= Air pollution in Nigeria =

Air pollution in Nigeria is a major environmental and public health issue caused primarily by vehicle emissions, industrial activities, open burning, and the use of solid fuels for cooking. Urban centers such as Lagos, Abuja, and Kano experience high concentrations of pollutants, leading to increased respiratory illnesses and premature deaths. According to the World Bank, the economic cost of air pollution in Lagos alone was estimated at over $2 billion in 2018. Despite existing environmental policies, enforcement remains weak, and rapid urbanization continues to worsen air quality across the country.

== Causes of air pollution in Nigeria ==
Some major causes of Air Pollution in Nigeria include the following:

=== Vehicle emissions ===
A large number of cars are outdated, badly maintained, and run on subpar gasoline. These vehicles release Carbon monoxide (CO) which is a poisonous gas, dangerous to people. Acid rain and smog are caused by nitrogen oxides (NOx). Particulate matter (PM): microscopic particles that damage the heart and lungs. Ground-level ozone is created when NOx and volatile organic compounds (VOCs) combine. One greenhouse gas that fuels climate change is carbon dioxide (CO_{2}).

Vehicle emissions are becoming a greater public health concern as a result of outdated vehicles, and subpar fuel standards. This is connected to an upsurge in respiratory infections in cities like Lagos, Abuja, and Kano.

=== Industrial emissions ===
The second cause of air pollution is industrial pollutants. High levels of pollution are found in commercial and industrial areas such as Apapa, Idumota, Ikeja, and Odogunyan, which are home to refineries, steel, cement, chemicals, and furniture businesses. Significant pollution is produced by factories, cement mills, refineries, and quarries.

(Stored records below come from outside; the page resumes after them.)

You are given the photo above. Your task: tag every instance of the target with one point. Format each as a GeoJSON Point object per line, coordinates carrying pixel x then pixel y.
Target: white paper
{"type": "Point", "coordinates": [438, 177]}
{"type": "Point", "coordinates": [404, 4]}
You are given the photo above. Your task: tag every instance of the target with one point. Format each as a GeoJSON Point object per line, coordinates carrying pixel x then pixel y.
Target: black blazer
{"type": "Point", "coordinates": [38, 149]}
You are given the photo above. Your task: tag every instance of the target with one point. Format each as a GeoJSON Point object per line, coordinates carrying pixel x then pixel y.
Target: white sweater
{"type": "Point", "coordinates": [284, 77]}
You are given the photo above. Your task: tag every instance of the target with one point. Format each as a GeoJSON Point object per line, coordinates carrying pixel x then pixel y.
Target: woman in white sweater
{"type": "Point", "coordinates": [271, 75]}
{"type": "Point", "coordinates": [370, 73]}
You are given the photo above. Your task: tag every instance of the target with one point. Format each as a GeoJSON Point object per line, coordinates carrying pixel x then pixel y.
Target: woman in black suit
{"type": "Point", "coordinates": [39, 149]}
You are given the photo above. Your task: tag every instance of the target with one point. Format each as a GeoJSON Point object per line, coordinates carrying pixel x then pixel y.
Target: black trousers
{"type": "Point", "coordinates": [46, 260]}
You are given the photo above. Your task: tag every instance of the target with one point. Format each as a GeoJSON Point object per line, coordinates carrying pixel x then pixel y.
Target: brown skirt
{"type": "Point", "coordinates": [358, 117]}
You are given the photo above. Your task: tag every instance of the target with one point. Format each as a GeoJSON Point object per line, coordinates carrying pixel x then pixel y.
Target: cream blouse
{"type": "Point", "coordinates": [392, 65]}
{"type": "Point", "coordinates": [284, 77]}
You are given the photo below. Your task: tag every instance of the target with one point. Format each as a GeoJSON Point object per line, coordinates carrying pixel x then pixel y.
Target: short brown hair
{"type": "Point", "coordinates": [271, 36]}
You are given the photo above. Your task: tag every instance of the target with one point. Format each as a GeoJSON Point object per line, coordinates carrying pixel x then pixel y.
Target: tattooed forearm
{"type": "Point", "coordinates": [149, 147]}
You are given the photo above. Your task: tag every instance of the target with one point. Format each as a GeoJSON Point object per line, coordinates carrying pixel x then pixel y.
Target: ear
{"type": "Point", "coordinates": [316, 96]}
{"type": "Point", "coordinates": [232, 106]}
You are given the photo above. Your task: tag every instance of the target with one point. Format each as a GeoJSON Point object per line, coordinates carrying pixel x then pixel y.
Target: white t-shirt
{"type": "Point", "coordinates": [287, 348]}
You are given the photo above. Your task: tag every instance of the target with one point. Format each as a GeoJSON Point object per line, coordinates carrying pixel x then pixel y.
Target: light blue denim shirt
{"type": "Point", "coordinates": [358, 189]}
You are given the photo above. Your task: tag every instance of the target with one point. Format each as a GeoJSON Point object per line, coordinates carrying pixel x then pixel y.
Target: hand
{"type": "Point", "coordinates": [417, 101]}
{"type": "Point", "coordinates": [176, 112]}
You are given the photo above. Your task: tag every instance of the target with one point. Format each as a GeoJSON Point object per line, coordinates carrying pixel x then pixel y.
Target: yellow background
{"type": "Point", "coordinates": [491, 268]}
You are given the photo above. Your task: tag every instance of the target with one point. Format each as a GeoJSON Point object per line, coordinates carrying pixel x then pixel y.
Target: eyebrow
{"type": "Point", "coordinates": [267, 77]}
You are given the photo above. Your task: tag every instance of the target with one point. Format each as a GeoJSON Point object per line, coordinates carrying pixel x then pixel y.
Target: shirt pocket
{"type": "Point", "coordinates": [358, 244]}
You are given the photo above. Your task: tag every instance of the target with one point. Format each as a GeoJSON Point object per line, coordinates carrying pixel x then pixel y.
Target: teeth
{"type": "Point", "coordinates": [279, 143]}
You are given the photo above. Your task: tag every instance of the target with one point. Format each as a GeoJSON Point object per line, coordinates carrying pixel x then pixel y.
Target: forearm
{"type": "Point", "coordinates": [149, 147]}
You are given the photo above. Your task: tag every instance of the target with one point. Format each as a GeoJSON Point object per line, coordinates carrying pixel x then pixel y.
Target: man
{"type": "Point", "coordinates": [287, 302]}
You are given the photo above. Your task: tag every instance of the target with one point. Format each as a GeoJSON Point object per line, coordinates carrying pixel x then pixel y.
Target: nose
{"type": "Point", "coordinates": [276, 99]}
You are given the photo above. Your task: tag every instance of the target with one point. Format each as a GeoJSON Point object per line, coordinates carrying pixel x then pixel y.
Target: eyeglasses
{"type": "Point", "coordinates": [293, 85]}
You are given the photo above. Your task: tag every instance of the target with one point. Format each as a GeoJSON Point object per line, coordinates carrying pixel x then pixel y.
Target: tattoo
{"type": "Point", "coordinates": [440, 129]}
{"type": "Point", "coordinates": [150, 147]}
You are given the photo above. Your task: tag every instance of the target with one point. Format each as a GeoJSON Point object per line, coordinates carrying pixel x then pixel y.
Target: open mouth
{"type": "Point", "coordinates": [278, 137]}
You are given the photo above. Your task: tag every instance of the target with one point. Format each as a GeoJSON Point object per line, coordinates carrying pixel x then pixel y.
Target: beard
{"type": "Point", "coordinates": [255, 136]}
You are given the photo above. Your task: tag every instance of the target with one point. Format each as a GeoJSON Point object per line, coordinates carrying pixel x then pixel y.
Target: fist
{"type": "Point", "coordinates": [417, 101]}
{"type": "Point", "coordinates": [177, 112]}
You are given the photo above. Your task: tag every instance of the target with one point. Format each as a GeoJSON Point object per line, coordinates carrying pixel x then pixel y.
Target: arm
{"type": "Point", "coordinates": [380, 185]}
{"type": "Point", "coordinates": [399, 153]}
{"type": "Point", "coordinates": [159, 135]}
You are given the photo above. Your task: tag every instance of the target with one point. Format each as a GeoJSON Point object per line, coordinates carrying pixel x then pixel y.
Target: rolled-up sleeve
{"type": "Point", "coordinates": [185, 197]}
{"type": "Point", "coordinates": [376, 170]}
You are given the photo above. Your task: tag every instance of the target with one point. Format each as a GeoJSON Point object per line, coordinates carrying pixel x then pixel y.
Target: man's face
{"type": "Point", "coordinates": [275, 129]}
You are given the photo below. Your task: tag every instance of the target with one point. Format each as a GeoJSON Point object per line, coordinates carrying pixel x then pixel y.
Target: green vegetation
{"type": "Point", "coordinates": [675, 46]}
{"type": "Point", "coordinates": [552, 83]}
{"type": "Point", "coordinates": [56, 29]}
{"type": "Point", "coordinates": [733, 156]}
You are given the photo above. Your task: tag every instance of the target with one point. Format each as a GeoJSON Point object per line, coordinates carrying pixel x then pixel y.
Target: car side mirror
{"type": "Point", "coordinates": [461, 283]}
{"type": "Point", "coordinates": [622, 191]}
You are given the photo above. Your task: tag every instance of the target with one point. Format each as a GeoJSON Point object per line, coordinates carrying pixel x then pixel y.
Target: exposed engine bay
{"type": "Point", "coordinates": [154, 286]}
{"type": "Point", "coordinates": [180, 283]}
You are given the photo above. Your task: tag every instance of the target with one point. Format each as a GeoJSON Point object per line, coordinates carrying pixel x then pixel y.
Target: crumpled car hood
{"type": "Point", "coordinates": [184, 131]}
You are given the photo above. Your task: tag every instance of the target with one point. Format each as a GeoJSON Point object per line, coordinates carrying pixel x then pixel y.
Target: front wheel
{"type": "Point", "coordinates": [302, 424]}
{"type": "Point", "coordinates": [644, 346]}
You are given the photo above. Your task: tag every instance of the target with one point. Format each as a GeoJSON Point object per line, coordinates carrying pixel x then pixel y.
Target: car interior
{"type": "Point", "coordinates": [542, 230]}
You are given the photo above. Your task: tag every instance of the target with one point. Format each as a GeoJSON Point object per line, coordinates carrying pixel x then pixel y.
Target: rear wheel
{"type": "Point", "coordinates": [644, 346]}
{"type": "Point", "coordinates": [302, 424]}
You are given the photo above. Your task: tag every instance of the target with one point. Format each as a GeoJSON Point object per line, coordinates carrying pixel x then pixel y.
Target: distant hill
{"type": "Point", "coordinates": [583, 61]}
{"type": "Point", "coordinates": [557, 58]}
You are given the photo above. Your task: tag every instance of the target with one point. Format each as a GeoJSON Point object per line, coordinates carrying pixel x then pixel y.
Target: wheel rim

Flaring of natural gas is a prevalent practice in the oil industry that releases CO_{2}, NO_{x}, and other pollutants.
According to a study, ambient air pollution in Lagos State resulted in an estimated economic loss of approximately $2.1 billion in 2018. This figure represents around 2.1% of the state's Gross Domestic Product (GDP). The losses were attributed to the health impacts of air pollution, including increased illness rates and premature deaths, which affected workforce productivity and imposed additional burdens on healthcare systems.

== Impact ==

=== Air pollution ===
Air pollution is a serious public health issue in Nigeria, especially for young children (under five years old). Air pollution was blamed for an estimated 67,416 pneumonia related deaths in children under five in 2019. Household air pollution, mostly from indoor cooking and solid fuel consumption, was responsible for almost 78% of these pollution-related pneumonia deaths. Prolonged exposure to air pollution has also been linked to a higher risk of cardiovascular issues, cancer, and unfavorable pregnancy outcomes, as well as respiratory conditions like asthma and chronic obstructive pulmonary disease (COPD). According to studies, indoor pollution levels at some schools, especially those located in urban and industrial regions, may be higher than outdoor levels, which increases the health hazards for both staff and students.

== Challenges and gaps ==

- Many parts of Nigeria lack consistent, high-quality air quality monitoring stations, which makes it difficult to gather enough data for accurate assessment and policymaking.
- Weak policy implementation: Despite the existence of environmental and emission control policies, enforcement is still lax, and emission inventories are frequently out-of-date or poorly executed.
- Rapid urbanization and population growth: Cities are growing faster than infrastructure can handle, which increases emissions from industrial activity, vehicles, and construction.
- Electricity shortages: Frequently occurring power outages lead to a widespread reliance on diesel and gasoline generators, which greatly raises urban air pollution levels.